Dateline: New York, New York-
Another relatively leisurely day. The second and last day I get to spend with Ellise Mayor before she has to go back to Birmingham. We spent the daytime hours visiting with some of her old friends. She lived in NYC in the 80s pursuing the dream and still knows lots of people in town. Breakfast coffee with a friend who works for Stella Adler acting studio, then up to the upper East Side for lunch with the elderly gentleman who employed her as a nanny. He’s been around NYC acting circles since the late 40s and had many delightful stories of old Broadway and its personalities. Then back to Gramercy to put our feet up before showtime.
Tonight’s show was the off-Broadway revival of Sweeney Todd at the Barrow Street Theater in the West Village. A cast of eight and three musicians leap all over a theater completely redone as the interior of a pie shop, complete with pre-show meat pie dinner (which was actually pretty good). I had just seen Sweeney at the Atlanta Opera a few weeks ago and the two productions couldn’t be more different but both were incredibly successful each in their own way which shows how strong the underlying material is.

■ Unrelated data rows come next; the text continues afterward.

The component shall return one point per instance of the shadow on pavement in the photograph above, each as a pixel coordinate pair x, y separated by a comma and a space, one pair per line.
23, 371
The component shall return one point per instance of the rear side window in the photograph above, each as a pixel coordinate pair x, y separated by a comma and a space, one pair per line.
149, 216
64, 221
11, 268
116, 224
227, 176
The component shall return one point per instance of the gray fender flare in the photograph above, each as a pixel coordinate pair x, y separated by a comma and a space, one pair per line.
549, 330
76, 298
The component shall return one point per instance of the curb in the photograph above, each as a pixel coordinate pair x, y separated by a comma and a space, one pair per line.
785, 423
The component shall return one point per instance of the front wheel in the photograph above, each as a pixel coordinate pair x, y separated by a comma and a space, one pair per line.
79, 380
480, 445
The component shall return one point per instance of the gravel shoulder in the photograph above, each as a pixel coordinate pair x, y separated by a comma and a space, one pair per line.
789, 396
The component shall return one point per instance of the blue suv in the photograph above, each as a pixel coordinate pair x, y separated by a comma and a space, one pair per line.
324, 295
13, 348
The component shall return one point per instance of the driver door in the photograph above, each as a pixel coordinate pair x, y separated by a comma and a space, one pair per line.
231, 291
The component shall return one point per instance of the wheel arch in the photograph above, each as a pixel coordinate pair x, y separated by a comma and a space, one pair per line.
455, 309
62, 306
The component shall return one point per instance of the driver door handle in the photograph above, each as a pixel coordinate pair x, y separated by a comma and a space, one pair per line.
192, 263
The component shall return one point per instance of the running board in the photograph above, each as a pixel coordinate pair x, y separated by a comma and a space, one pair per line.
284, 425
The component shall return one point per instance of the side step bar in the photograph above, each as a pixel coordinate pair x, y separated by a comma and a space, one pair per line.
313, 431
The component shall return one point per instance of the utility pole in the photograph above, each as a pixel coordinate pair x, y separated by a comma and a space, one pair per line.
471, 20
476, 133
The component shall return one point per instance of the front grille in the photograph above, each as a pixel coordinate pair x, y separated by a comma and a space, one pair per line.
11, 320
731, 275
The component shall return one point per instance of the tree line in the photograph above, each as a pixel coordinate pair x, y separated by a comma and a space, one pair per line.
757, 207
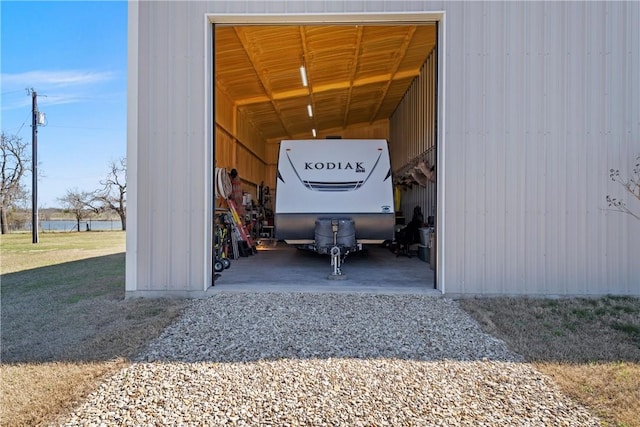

The eight actors and three musicians filled the space with sound and with scenes being played inches away or even on top of the table at which you had just been eating, you were made part of the action. I know the show well and know what happens, but I still had a couple of major scares as I was afraid Sweeney was really going to lose control and come after audience members with his razor. The Mrs. Lovett found every ounce of humor in the part garnered laughs on lines that I had never thought of as particularly funny in the past. Both Ellise and I were blown away and had to repair across the street to Marie’s Crisis for cocktails and showtune sing alongs afterwards.
I’ve already told my Sweeney story, so here’s a Sondheim story. Years ago, in the infancy of the internet, there were various chat boards and mailing lists. One that I belonged to was devoted to Stephen Sondheim. At one point, a topic of discussion was what might happen if he were ever to collaborate with Tom Stoppard on a project, with the general consensus that the result would be so esoteric that no one would be able to understand it. I wasn’t so sure. Stoppard’s play, Arcadia (my favorite of his works), had recently had both London and Broadway productions and I was familiar with it and had a copy of the script so I decided to put my hand to a fictitious Sondheim/Stoppard collaboration. I collapsed the entire plot of Arcadia into a parody of ‘A Weekend in the Country’ from A Little Night Music beginning with Thomasina singing:
Look here a new equation,
One which defines nature’s forms
And see, the x-y relation
Doesn’t obey Euclidian norms…
I posted the end result to the chat board and folk were highly complementary. One of the people on the board was a friend of Sondheim’s and sent him a copy and he was quite taken with it and, in turn, sent it to Tom Stoppard who also thought it was great fun.
And that is how I received an invitation to lunch with Stephen Sondheim.